1 de março de 2022

O PASSADO NÃO QUER PARTIR, TEIMA EM FICAR

Rubião Junior é um lugar onde o tempo não passa. O passado não quer partir, teima, quer ficar. Fotografei esse passado que não quer partir. O comum é dizer tira uma foto, antigamente era tirar um retrato. Mas, está errado. O olhar do fotógrafo não tira nada; ele põe. Assim, descansando meus olhos pela beleza natural dessa aldeia, lembrei-me de um verso que a Cecília Meireles escreveu para o avô, encantada: “Tudo em ti era uma ausência que se demorava. Uma despedida pronta a cumprir-se”.

Foi o que eu disse baixinho para Rubião Junior que eu via: “tudo em ti é uma ausência que se demora, uma despedida pronta a cumprir-se”. De modo que fotografar é muito perigoso. Talvez o fotógrafo não saiba, pensa estar fotografando o carro de boi, o fogão de lenha, a senhora idosa, a casa arruinada. Não sabe que está fotografando a sua própria alma. Não fotografamos o que vemos. Fotografamos o que somos. Toda fotografia é auto-retrato, pedaço do corpo do fotógrafo.

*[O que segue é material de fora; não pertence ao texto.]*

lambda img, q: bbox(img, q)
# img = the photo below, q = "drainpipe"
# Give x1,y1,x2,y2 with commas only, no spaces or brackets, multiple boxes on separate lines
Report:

Portanto, é assim que eu sou, o tempo está dizendo. Ver fotografias é antropofagia, eucaristia, comer com olhos o que o fotógrafo registrou. Os olhos fotografam o tempo que não quer partir, os olhos que sofrem de despedidas. Olho sobre os quais o poeta austríaco Rainer Maria Rilke (1875-1926) falou: “Quem assim nos fascinou para que tivéssemos um olhar de despedida em tudo o que fazemos?” Fotografias de um mundo que se despede. Fotografias para adiar a partida. Fotografias é feitiçaria, para enganar o tempo, para imobilizar o tempo, para impedir que ele passe, para que o momento se torne eternidade.